2023-07-02 23:35:03,348 INFO autoscaler.py:1304 -- Creating new (spawn_updater) updater thread for node 192.168.123.19.
2023-07-02 23:35:03,348 INFO autoscaler.py:1304 -- Creating new (spawn_updater) updater thread for node 192.168.123.20.

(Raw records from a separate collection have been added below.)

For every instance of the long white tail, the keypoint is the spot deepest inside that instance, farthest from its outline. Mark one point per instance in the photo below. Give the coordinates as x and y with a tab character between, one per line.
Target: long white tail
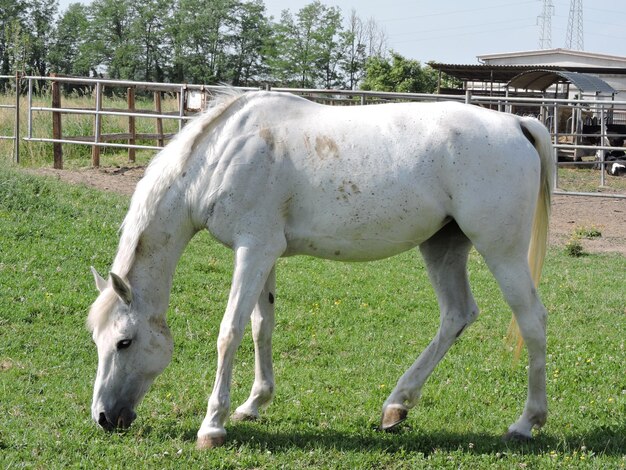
540	138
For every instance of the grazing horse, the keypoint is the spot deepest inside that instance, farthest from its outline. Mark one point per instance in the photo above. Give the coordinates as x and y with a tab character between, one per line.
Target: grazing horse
271	175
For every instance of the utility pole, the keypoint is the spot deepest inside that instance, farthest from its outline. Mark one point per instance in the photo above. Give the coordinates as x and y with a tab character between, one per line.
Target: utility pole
575	39
545	25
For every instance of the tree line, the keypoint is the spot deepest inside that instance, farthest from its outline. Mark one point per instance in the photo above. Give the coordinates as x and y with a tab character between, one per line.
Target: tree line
195	41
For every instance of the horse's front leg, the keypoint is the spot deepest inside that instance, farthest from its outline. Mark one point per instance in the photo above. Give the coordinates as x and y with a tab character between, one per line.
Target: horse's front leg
253	265
262	327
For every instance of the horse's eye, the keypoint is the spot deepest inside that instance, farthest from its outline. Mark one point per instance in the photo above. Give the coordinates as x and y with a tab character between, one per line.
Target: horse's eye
124	344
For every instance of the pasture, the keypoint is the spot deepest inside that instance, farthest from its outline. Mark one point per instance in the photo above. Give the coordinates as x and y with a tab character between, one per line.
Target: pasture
344	334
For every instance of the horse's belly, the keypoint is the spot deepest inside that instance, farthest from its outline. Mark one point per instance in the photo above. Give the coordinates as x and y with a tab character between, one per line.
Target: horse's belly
346	236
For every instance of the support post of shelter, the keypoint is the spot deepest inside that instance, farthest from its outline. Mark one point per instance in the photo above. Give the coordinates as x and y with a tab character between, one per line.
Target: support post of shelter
132	131
159	121
57	133
16	143
95	150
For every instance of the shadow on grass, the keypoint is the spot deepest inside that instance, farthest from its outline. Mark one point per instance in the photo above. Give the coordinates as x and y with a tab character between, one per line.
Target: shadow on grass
603	440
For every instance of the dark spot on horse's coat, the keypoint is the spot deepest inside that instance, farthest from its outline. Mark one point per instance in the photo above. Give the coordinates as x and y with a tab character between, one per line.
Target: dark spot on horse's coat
325	147
528	135
268	137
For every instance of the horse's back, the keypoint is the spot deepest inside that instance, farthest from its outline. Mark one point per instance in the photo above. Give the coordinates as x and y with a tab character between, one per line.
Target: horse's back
370	181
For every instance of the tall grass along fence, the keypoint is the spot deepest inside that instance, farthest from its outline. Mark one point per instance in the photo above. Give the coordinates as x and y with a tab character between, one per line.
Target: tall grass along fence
69	117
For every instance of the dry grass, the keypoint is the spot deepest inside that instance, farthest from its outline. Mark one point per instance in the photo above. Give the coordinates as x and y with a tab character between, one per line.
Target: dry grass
38	154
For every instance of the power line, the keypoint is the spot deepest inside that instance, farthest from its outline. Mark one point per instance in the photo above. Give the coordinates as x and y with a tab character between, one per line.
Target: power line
545	25
575	38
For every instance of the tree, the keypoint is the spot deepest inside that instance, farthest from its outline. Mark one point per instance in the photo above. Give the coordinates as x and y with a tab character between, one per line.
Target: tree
305	49
247	41
112	46
398	74
12	20
198	40
354	58
40	27
67	53
148	31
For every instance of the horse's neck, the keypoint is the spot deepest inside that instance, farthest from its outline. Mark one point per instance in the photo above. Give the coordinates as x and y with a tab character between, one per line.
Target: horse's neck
151	262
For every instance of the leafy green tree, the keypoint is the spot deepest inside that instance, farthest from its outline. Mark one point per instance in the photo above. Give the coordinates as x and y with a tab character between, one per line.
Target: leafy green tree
40	27
198	40
148	31
305	49
112	45
67	53
398	74
354	58
247	41
12	20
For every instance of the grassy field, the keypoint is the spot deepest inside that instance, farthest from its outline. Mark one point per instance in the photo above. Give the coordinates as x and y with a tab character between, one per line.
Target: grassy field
344	334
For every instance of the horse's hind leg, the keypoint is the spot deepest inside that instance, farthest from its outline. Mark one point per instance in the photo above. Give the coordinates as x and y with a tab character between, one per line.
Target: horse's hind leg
513	276
262	327
445	255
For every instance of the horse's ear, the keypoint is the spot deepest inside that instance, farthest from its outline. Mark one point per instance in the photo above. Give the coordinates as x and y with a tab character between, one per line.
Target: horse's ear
121	288
101	284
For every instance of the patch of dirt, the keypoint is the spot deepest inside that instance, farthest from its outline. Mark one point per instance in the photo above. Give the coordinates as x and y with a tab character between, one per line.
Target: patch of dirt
569	213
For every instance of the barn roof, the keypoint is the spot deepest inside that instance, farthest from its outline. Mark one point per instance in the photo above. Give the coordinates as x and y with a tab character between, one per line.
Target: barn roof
543	79
505	73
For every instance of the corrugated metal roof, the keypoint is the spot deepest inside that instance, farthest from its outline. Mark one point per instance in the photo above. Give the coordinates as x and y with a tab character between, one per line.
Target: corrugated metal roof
543	79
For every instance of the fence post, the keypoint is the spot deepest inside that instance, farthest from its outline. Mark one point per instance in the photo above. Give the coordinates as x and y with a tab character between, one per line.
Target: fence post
16	144
57	133
130	93
95	150
157	107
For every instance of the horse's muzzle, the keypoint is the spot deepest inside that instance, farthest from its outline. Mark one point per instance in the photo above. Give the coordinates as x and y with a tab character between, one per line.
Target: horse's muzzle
123	420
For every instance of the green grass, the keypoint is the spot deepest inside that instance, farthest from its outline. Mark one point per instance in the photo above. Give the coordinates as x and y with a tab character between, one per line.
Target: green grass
344	334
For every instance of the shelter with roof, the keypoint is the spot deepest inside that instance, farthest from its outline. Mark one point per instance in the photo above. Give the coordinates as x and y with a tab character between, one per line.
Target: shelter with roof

However, with ray==2.5.0 however,
The ray command fails with following error.
Error
root@worker1:~# ray start
Traceback (most recent call last):
File "/usr/local/bin/ray", line 5, in <module>
from ray.scripts.scripts import main
File "/usr/local/lib/python3.8/dist-packages/ray/scripts/scripts.py", line 2430, in <module>
from ray.util.state.state_cli import (
File "/usr/local/lib/python3.8/dist-packages/ray/util/state/__init__.py", line 1, in <module>
from ray.util.state.api import (
File "/usr/local/lib/python3.8/dist-packages/ray/util/state/api.py", line 17, in <module>
from ray.util.state.common import (
File "/usr/local/lib/python3.8/dist-packages/ray/util/state/common.py", line 120, in <module>
@dataclass(init=True)
File "/usr/local/lib/python3.8/dist-packages/pydantic/dataclasses.py", line 139, in dataclass
assert init is False, 'pydantic.dataclasses.dataclass only supports init=False'
AssertionError: pydantic.dataclasses.dataclass only supports init=False
Any suggestion regarding this issue would be helpful.